Shannon Entropy
Shannon entropy is a property of a probability distribution.
For a discrete distribution with only one event P(x) = 1, entropy is zero:
library(entropy)
entropy(1)
## [1] 0
Entropy is proportional to the number of binary variables (bits) we need to capture all (equally likely) discrete outcomes:
entropy(c("1" = 1,"0" = 1)) # one binary variable
## [1] 0.6931472
entropy(c("11" = 1,"00" = 1, "10" = 1, "01" = 1)) # two variables
## [1] 1.386294
entropy(c("111" = 1, "110" = 1, "101" = 1, "100" = 1,
"011" = 1, "010" = 1, "001" = 1, "000" = 1)) # 3 variables
## [1] 2.079442
If we have two events and weight one of them more, entropy decreases. This reflects the fact that as we increase the weight, we approach the single event distribution with no entropy:
entropy(c(1,1))
## [1] 0.6931472
entropy(c(1,3))
## [1] 0.5623351
entropy(c(1,10))
## [1] 0.3046361
entropy(c(1,10^6))
## [1] 1.48155e-05
Similarly, for continuous distributions, the entropy increases with flatter, wider, higher variance distributions:
entropy(dnorm(-10:10))
## [1] 1.418938
entropy(dnorm(-10:10, sd = 100))
## [1] 3.044521
Kullback–Leibler divergence
KL divergence describes differences in two distributions based on their entropies. The KL divergence of a distribution with itself is 0:
KL.empirical(c(1,1), c(1,1))
## [1] 0
It is the entropy carried by the additional binary variables (bits) needed by the higher-entropy distribution to fully represent the outcomes:
dist1 <- c("11" = 1,"00" = 1, "10" = 1, "01" = 1) # 2 binary variables
dist2 <- c("111" = 1, "110" = 1, "101" = 1, "100" = 1,
"011" = 1, "010" = 1, "001" = 1, "000" = 1) # 3 binary variables
KL.empirical(dist1, dist2)
## [1] 0.6931472
entropy(c("1" = 1, "0" = 1)) # entropy of one binary variable
## [1] 0.6931472
Cross Entropy
Cross entropy is closely related to KL divergence and also contrasts two distributions. It is just the KL divergence plus the entropy of the lower-entropy distribution.

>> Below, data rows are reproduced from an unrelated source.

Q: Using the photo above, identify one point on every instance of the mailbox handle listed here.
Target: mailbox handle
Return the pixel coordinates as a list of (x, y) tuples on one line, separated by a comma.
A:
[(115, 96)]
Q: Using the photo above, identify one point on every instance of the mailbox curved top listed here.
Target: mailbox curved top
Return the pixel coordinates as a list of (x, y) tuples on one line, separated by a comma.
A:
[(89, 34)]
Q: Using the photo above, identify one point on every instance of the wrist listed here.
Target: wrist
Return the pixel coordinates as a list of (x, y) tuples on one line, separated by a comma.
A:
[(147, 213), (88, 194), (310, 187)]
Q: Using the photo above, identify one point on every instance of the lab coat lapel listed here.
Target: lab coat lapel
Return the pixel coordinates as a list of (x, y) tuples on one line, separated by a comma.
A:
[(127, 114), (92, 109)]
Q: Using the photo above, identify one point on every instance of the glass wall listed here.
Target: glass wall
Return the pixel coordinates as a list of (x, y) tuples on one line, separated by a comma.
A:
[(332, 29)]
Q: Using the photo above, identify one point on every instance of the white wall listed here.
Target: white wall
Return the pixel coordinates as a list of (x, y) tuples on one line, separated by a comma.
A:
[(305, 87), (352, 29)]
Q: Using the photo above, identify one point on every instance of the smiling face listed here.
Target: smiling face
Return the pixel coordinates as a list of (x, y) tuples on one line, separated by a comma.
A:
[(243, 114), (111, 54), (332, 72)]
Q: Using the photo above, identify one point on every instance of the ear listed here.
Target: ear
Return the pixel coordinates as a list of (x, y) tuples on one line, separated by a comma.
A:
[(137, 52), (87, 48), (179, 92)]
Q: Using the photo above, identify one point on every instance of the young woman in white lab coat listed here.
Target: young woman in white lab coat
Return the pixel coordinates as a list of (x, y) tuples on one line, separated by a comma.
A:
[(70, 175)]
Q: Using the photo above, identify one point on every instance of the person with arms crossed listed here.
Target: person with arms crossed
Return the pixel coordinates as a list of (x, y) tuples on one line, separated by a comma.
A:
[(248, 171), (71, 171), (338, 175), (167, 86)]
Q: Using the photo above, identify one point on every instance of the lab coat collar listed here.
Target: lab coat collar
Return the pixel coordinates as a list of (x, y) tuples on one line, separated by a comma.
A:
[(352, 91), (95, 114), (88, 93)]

When the higher-entropy distribution (d2 below) has equally-weighted outcomes, cross-entropy is the same as its entropy regardless of the other distribution:
d1 <- c(1,3,2,1,1)
d2 <- c(1,1,1,1,1)
entropy(d1)
## [1] 1.494175
entropy(d2)
## [1] 1.609438
entropy(d1) + KL.empirical(d1,d2)
## [1] 1.609438
Otherwise the cross-entropy could be either higher or lower. For example, if the lower-entropy distribution removes a higher-weighted value, cross-entropy exceeds entropy:
d1 <- c(1,0,2,1,1)
entropy(d1)
## [1] 1.332179
d2 <- c(1,2,2,1,1)
entropy(d2)
## [1] 1.549826
entropy(d1) + KL.empirical(d1,d2)
## [1] 1.668651
If it removes a lower-weighted value, cross-entropy is lower than entropy:
d1 <- c(1,2,2,0,1)
entropy(d1)
## [1] 1.329661
d2 <- c(1,2,2,1,1)
entropy(d2)
## [1] 1.549826
entropy(d1) + KL.empirical(d1,d2)
## [1] 1.483812
Finally, cross-entropy has an important connection with the likelihood. If d1 is a model we’ve built, and d2 is the process we are modeling, then the cross-entropy is a scaled equivalent of the likelihood function. We can do maximum likelihood estimation by minimizing the cross-entropy.